Doomed Planet

One view science policy


Respect for science and Julia Gillard   


I have seen Julia Gillard on TV at least twice demanding that people respect science. I see many problems with this. Firstly, respect is like love, it is freely given or not given at all. As an Anglican you might be expected to give respect to the archbishop of Canterbury, but no call for doing so will change your mind, if you intensely dislike what the bishop is doing. Secondly, Gillard ‘s demand presumes that people do not respect science any more. This is not clear. May I say with sinful pride that mathematics did not seem to have lost any respect in the layman’s eye or in the eye of any educated man, it is as much admired now, as it was in times of Archimedes and Eratosthenes. Eratosthenes was the first man to measure the length of the Earth meridian. The simplicity, ingenuity and beauty of his argument is still admired now about two thousand years later, and other sciences, like medicine or space engineering, shine as much as ever. 

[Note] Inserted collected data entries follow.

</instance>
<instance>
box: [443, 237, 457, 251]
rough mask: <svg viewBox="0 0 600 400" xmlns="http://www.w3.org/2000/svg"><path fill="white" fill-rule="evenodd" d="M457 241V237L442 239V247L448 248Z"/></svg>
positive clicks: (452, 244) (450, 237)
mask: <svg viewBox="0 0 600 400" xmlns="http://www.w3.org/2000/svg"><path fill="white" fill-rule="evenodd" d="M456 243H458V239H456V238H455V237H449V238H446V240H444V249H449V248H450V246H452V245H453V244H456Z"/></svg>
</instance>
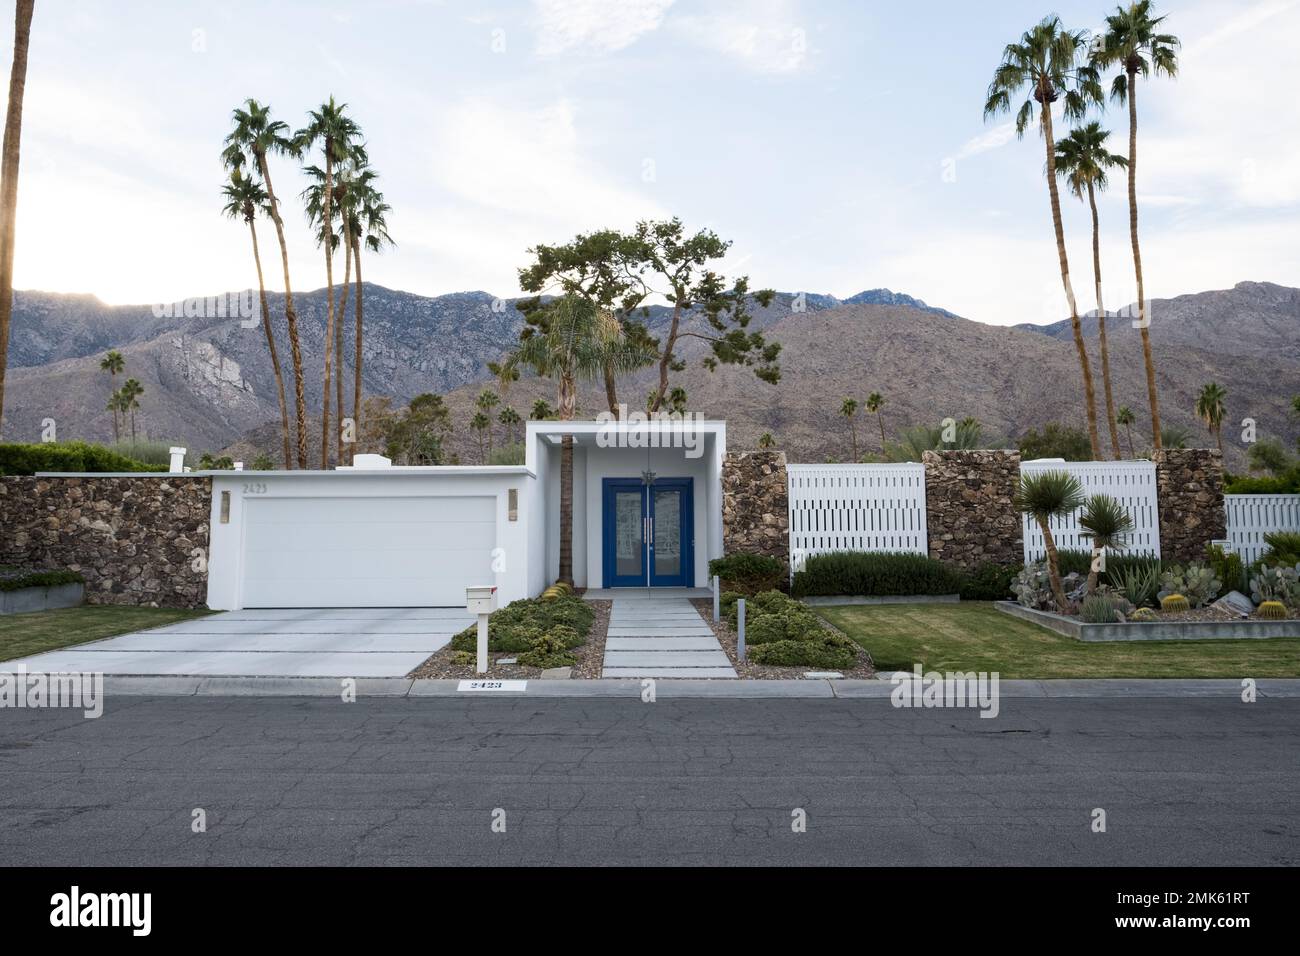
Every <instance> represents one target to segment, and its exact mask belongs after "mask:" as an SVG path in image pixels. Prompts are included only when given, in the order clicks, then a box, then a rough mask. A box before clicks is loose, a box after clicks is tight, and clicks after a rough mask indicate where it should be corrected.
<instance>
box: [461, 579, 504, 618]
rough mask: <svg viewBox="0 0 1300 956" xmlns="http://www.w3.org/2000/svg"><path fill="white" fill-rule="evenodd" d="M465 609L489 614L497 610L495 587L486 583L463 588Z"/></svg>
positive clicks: (476, 612) (496, 601)
mask: <svg viewBox="0 0 1300 956" xmlns="http://www.w3.org/2000/svg"><path fill="white" fill-rule="evenodd" d="M465 610H468V611H469V613H471V614H491V613H493V611H494V610H497V588H495V587H494V585H486V584H485V585H482V587H477V588H465Z"/></svg>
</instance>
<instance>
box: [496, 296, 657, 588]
mask: <svg viewBox="0 0 1300 956" xmlns="http://www.w3.org/2000/svg"><path fill="white" fill-rule="evenodd" d="M650 354H651V351H650V349H649V346H647V345H646V343H645V342H642V341H641V339H629V338H628V337H627V336H624V333H623V329H621V328H620V326H619V323H617V321H616V320H615V319H614V316H612V315H611V313H610V312H602V311H601V310H599V308H598V307H597V306H595V304H593V303H591V300H590V299H586V298H582V297H580V295H576V294H573V295H563V297H560V298H558V299H552V300H550V302H549V303H546V304H545V307H541V308H536V310H533V311H532V312H529V313H528V316H526V324H525V326H524V329H523V330H521V332H520V336H519V345H517V346H515V350H513V351H511V352H510V354H508V355H506V358H504V359H503V360H502V362H500V364H499V367H498V368H499V376H498V377H499V381H500V382H502V386H503V388H504V386H506V384H507V382H510V380H511V376H512V373H513V372H515V371H517V369H519V368H520V367H530V368H532V369H533V371H534V372H536V373H537V375H539V376H543V377H547V378H554V380H555V382H556V388H558V393H559V394H558V406H559V418H560V420H562V421H572V420H573V415H575V412H576V410H577V382H578V381H581V380H591V378H598V377H601V376H603V375H604V372H606V371H612V372H614V373H615V375H620V373H623V372H629V371H632V369H636V368H641V367H642V365H645V364H646V356H647V355H650ZM481 414H482V412H480V415H481ZM559 545H560V566H559V578H560V580H562V581H565V583H568V584H572V583H573V436H572V434H564V436H562V438H560V541H559Z"/></svg>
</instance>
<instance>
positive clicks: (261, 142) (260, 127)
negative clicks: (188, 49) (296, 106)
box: [221, 99, 307, 468]
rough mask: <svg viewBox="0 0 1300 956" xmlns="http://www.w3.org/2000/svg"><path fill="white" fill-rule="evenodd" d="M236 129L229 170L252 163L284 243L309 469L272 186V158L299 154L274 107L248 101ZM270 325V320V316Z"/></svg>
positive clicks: (233, 129) (282, 224) (302, 426)
mask: <svg viewBox="0 0 1300 956" xmlns="http://www.w3.org/2000/svg"><path fill="white" fill-rule="evenodd" d="M231 118H233V120H234V129H233V130H231V131H230V135H227V137H226V148H225V152H224V153H222V155H221V159H222V161H224V163H225V165H226V168H229V169H242V168H243V165H244V164H246V163H247V161H248V159H250V157H251V159H252V163H253V165H255V166H256V169H257V173H259V176H260V177H261V185H263V187H264V189H265V190H266V215H268V216H270V221H272V222H273V224H274V226H276V238H277V239H278V241H279V260H281V264H282V265H283V271H285V324H286V326H287V329H289V351H290V358H291V359H292V365H294V414H295V420H296V421H295V424H296V434H298V467H299V468H305V467H307V397H305V390H304V386H303V350H302V342H300V339H299V336H298V310H296V308H295V307H294V286H292V282H291V281H290V278H289V243H287V242H286V241H285V221H283V219H282V217H281V215H279V200H277V199H276V190H274V187H273V186H272V183H270V165H269V163H268V161H266V160H268V156H270V155H277V156H294V157H296V156H298V150H296V147H295V146H294V142H292V139H291V138H290V135H289V126H287V124H283V122H281V121H279V120H272V118H270V107H266V105H263V104H261V103H259V101H257V100H253V99H250V100H246V101H244V105H243V107H242V108H237V109H234V111H233V114H231ZM268 321H269V316H268Z"/></svg>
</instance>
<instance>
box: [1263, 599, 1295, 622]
mask: <svg viewBox="0 0 1300 956" xmlns="http://www.w3.org/2000/svg"><path fill="white" fill-rule="evenodd" d="M1255 614H1256V617H1260V618H1264V619H1265V620H1282V619H1283V618H1286V617H1287V609H1286V605H1283V604H1282V602H1281V601H1265V602H1264V604H1261V605H1260V606H1258V607H1256V609H1255Z"/></svg>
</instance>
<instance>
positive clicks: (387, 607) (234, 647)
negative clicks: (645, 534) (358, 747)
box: [5, 607, 473, 678]
mask: <svg viewBox="0 0 1300 956" xmlns="http://www.w3.org/2000/svg"><path fill="white" fill-rule="evenodd" d="M471 623H473V617H472V615H469V614H468V613H467V611H465V609H464V607H326V609H270V610H246V611H226V613H224V614H213V615H211V617H207V618H201V619H199V620H186V622H182V623H179V624H168V626H166V627H157V628H153V630H152V631H139V632H136V633H127V635H121V636H118V637H109V639H108V640H103V641H94V643H91V644H81V645H78V646H75V648H68V649H65V650H51V652H48V653H45V654H36V656H35V657H27V658H22V659H21V661H9V662H8V663H6V665H5V667H6V669H9V670H12V669H13V667H16V666H17V665H19V663H21V665H23V666H26V669H27V670H29V671H90V672H101V674H131V675H165V676H177V675H191V676H240V678H244V676H256V678H400V676H404V675H406V674H407V672H409V671H411V670H412V669H415V667H416V666H417V665H420V663H421V662H422V661H424V659H425V658H426V657H429V654H432V653H433V652H435V650H438V649H439V648H443V646H446V645H447V643H450V641H451V637H452V635H455V633H456V632H458V631H461V630H464V628H465V627H468V626H469V624H471Z"/></svg>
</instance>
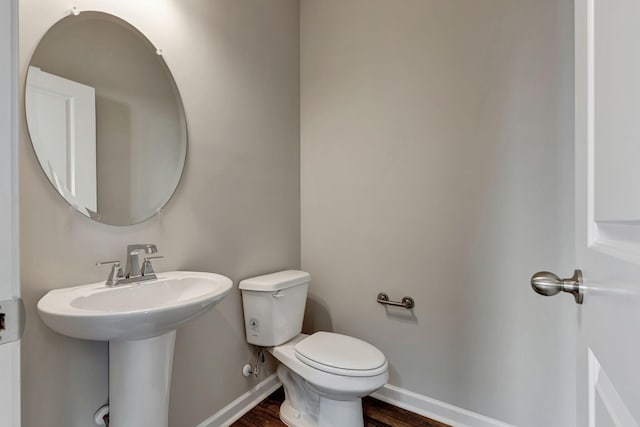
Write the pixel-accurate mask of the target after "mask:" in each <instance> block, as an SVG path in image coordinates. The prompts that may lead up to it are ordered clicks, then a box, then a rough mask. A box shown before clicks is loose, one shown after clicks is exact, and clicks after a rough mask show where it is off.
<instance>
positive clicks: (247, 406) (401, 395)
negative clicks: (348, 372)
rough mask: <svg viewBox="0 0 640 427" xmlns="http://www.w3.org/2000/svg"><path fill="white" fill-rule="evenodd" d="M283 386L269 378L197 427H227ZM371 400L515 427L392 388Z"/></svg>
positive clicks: (445, 403) (384, 389)
mask: <svg viewBox="0 0 640 427" xmlns="http://www.w3.org/2000/svg"><path fill="white" fill-rule="evenodd" d="M281 385H282V384H281V383H280V381H278V377H277V375H276V374H272V375H270V376H269V377H267V378H265V379H264V380H262V381H261V382H260V383H258V384H256V385H255V386H254V387H253V388H251V389H250V390H249V391H247V392H246V393H245V394H243V395H242V396H240V397H238V398H237V399H236V400H234V401H233V402H231V403H230V404H228V405H227V406H225V407H224V408H222V409H221V410H219V411H218V412H216V413H215V414H213V415H212V416H211V417H209V418H207V419H206V420H204V421H203V422H202V423H200V424H198V427H228V426H229V425H230V424H233V423H234V422H235V421H237V420H238V419H239V418H240V417H242V416H243V415H244V414H246V413H247V412H249V411H250V410H251V409H252V408H253V407H255V406H256V405H257V404H258V403H260V402H262V401H263V400H264V399H265V398H266V397H267V396H269V395H270V394H271V393H273V392H274V391H276V390H277V389H278V387H280V386H281ZM371 396H372V397H375V398H376V399H378V400H382V401H383V402H387V403H389V404H391V405H394V406H397V407H399V408H402V409H406V410H407V411H411V412H414V413H416V414H419V415H423V416H425V417H427V418H431V419H433V420H436V421H440V422H443V423H445V424H449V425H451V426H453V427H514V426H512V425H511V424H507V423H504V422H502V421H498V420H495V419H493V418H489V417H485V416H484V415H480V414H476V413H475V412H471V411H467V410H466V409H462V408H458V407H457V406H453V405H450V404H448V403H444V402H440V401H439V400H435V399H431V398H429V397H426V396H423V395H421V394H418V393H414V392H412V391H409V390H405V389H403V388H400V387H396V386H393V385H390V384H387V385H385V386H384V387H382V388H381V389H380V390H378V391H377V392H375V393H373V394H372V395H371Z"/></svg>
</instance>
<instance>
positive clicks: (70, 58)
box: [25, 12, 187, 225]
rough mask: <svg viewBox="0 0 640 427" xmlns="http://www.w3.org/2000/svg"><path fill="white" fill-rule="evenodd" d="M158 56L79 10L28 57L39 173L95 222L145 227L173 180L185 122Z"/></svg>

Gillard’s view of science is dogmatically narrow, typically for a left wing politician, she sees science as a leading light for her administration of the society. Then, naturally, she regards as science only those parts of human knowledge which suit her purposes. Exactly as in the failed Soviet Union. 

In particular, for her, science equates with climate change science. Her call for respect will be in vain. A natural question arises, why the climate change practitioners do not command respect and why this lack of respect rubs onto other sciences. 

I believe the main reason is that real science is marked by an unquenchable thirst for objective scientific truth, regardless of consequences. Many scientists suffered for their beliefs, Galileo comes to mind as a striking example. There was no material gain for Copernicus or Einstein for their epoch making discoveries. In contrast, the public now sees many scientists engaging in political debate in pursuit of huge research grants. 

My view is that the money is wasted. It is obvious that your research will be more likely supported, if your project is about extinction of a never heard of a frog in a forgotten valley rather than the beneficial influence of carbon dioxide on the harvest of wheat in a cold climate. 

Traditional science was not subservient to the rulers, on the contrary, the governments were interested in scientific truth, at least until the emergence of totalitarian regimes. 

There are, of course, other more practical reasons too. The power of scientific prediction has been impressive in astronomy, physics, chemistry and medicine. In contrast, the so called climate change science is marked by spectacular failures in prediction, be it actual earth temperature, sea level rises, catastrophic shortages of drinking water, snow falls in Britain or the melting of Himalayan glaciers. 

Without being cynical, with such failures of prediction, people might prefer to use a clairvoyant rather than a climate change professor. Respect is now hopelessly lost.

For me the most disappointing aspect of the global warming issue has been the actions of a large number, and majority, of scientific societies and organisations in supporting the alarmism. 

It is my belief that scientific bodies should not speak on political or policy issues because of the inevitably wide variety of political views that are held by their members. Nonetheless many organisations have supported the warming scare, with some of the views being anathemas to scientific liberty and ethics, for example the Royal Society’s attempts to prevent funding of climate change sceptics. Another recent example is the Nobel prize winner who resigned his membership of the American Physics Society in protest against the public stand taken by it on climate change. 

To me it sounds unbelievable, but the leading Australian scientific organisation CSIRO expected one of its staff to submit a paper for management approval before publication. When he did not oblige, he was forced to resign (despite the fact the paper was peer reviewed and thus approved as sound by professional peers). 

Science in totalitarian states that exercise control like this is not widely respected, but rather despised as an arm of oppressive government.

It is very sad but it seems that totalitarian attitudes towards the use (or rather misuse) of science on behalf of the state are on an unstoppable rise in Australia, as reflected in PM Gillard’s comment on the matter. Let us hope that the Coalition, should they get a chance, will restore a measure of balance and common sense to the way that the government funds scientific research and solicits science policy advice.